Agora quando vivenciamos uma época em que, como já se definiu,
ocorreu uma compressão do tempo e do espaço, em que a velocidade é supersônica
e nos permite atravessar de um continente a outro em poucos minutos (quando os
colonizadores levavam meses), a informação torna-se a chave da dominação.
O indivíduo possui em sua casa um aparelho de televisão,
um aparelho de rádio, e pelas ondas eletromagnéticas entra em sua casa todos os
dias, uma enorme quantidade de informações. Ele sequer tem condições de
decodificar todas aquelas notícias e acontecimentos, mas ele ouve, ele vê, e
isso influi em seu ânimo.
Junto com a informação, vem a tendência de quem produz,
veicula ou faz veicular o noticiário. E o "caboclo" do sertão que
ouve seu rádio, o operário morador da favela e mesmo o indivíduo de classe
média, em regra, acredita no que ouve como verdade absoluta. Não teve (e
certamente não terá tão cedo) desenvolvido o espírito crítico, "o
ceticismo crítico ou a dúvida metódica da qual falou Descartes" (v).
Ele ouviu no noticiário, ele leu nos jornais, e assim,
para ele é verdade absoluta. São os dominadores utilizando-se do meio que
deveria ser mais o respeitado, pela sua importância: é a utilização da
imprensa.
Lembramo-nos do que já afirmou o impagável Lima Barreto,
em sua obra literária "Recordações do Escrivão Isaías Caminha" a
respeito da imprensa, pinçando, entre tantos, um pequeno trecho: "é a mais
tirânica manifestação do capitalismo e a mais terrível também... É um poder
vago, sutil, impessoal, que só poucas inteligências podem colher-lhe a força e
a essencial ausência da mais elementar moralidade, dos mais rudimentares
sentimentos de justiça e honestidade! São Grandes empresas, propriedade de
venturosos donos destinadas a lhes dar o mínimo sobre as massas, em cuja linguagem
falam, e a cuja inferioridade mental vão ao encontro, conduzindo os governos,
os caracteres para os seus desejos inferiores, para os seus atrozes lucros
burgueses..." (vi). E veja-se que esse romance data de 1908.
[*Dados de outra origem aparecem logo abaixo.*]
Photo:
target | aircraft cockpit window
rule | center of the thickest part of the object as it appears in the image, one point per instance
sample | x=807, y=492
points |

E fazemos um parêntesis posto que não é o escopo do
presente trabalho fazer uma abordagem crítica do trabalho da imprensa. Não se
discute aqui a sua importância.
A imprensa, os meios de comunicação, são indispensáveis à
sociedade e a esperança da formação de uma opinião crítica do povo. Se
utilizados com ética e consciência, são uma forma extremamente positiva de
fiscalização, de freio aos apetites dos gananciosos, poderosos, desonestos,
etc.
O que se aponta e se espera, é um maior controle, uma
maior ética na veiculação da informação, uma fiscalização que pode ser exercida
em forma de autocontrole dos meios de comunicação, diante mesmo dessa
importância que têm. Uma utilização responsável e conscenciosa da comunicação e
da informação.
Toda notícia tem uma certa tendenciosidade, mas quando
esse comportamento parcial é explícito, aberto, inequívoco, não causa maiores
danos, ao revés, cumpre seu papel, informa. O problema surge quando o interesse
vem oculto, de forma subliminar, como se imparcial fosse a matéria. Aí sim,
torna-se perigosa e manipuladora a informação.
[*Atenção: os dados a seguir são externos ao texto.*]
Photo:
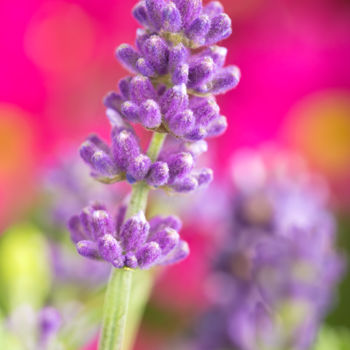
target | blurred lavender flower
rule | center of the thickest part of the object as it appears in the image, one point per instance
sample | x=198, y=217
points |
x=135, y=243
x=274, y=279
x=34, y=330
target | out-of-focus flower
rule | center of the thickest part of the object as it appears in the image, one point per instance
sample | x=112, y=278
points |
x=276, y=273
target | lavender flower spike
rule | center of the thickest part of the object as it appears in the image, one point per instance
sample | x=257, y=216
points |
x=135, y=244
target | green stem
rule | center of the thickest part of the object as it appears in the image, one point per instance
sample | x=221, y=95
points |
x=120, y=282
Quem ignora que uma rede de televisão, em nosso país,
recentemente elegeu e, em seguida, depôs um Presidente da República. E em
nenhum momento deixou transparecer que aqueles eram seus objetivos, mas ao
contrário, abordava fatos que induziam a população a adotar determinado
comportamento, como se fosse uma narração imparcial.
Mas não é somente através da notícia que se manipula o
povo nestes tempos de globalização (e odiamos o termo). Manipula-se também, e
talvez principalmente, através da criação de padrões a serem seguidos. Padrões
de beleza, padrões de moda, padrões de comportamento, demonstrando sempre que
dado padrão é "o bom", "o certo" e outro "o
errado".
Voltamos ao "ser" e ao "não-ser"? Ou
nunca saímos dessa condição de "não-ser"?
Explora-se a falta de identidade cultural de nosso povo,
induz-se à coletividade a espelhar-se naquilo que é pregado como certo.
Cria-se paulatinamente com isso, um pensamento
maniqueista na comunidade, mostrando o explorador como o benfeitor e aqueles
que se opõe a ele como os maus, que devem ser combatidos e destruídos.
É o "lobo em pele de cordeiro". Muda-se o
método, mantém-se os objetivos e alcançam-se os resultados.
Muda também a metrópole, antes Portugal, agora o chamado
Primeiro Mundo, com especial predomínio dos Estados Unidos da América.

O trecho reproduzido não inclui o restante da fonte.